BREAK TIME With … Cait DeBaun
Vice President, Strategic Communications and Responsibility
American Gaming Association
You live and work in Washington, D.C., but you have a 518 area code. Where’s that?
Albany, New York. I was born in Bridgeport, Connecticut, but grew up in Albany.
What was your first political awareness?
In elementary school, we had to mock up a Time magazine cover, and I put my face on the cover as the first female president of the United States. If I had an agenda, I can’t remember what it would have been.
This is an incredible time in the world of sports betting — and online betting. Not so long ago, if you lived in the Washington area and wanted to gamble, you’d have to drive to the horse tracks in Maryland or find a bookie. Or go to Atlantic City. Now it’s ubiquitous and you can do it on your phone.

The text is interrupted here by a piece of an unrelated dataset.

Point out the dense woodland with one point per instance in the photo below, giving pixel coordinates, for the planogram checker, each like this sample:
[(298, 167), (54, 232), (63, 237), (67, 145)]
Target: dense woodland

It’s incredible and very exciting. In 2018, the U.S. Supreme Court ended the ban on sports betting, and now it is legal in 32 states and the District of Columbia. So you can only imagine the amount of work that went on at the state level to get sports betting not only legal but operational — plus all the regulations involved. And I should explain that horse racing and sports betting aren’t viewed the same in the law. Sports betting per se includes baseball, basketball, football, hockey — like that, not horse racing. They’re regulated differently.
How soon do you anticipate other states legalizing sports betting?
I’ll leave the predictions to the experts, but I do know that a number of states keep putting it on the ballot and coming closer and closer to passing it. We have an interactive map on our website that tracks what is going on where with legalization. It’s a great resource to see the growth of sports betting across the country.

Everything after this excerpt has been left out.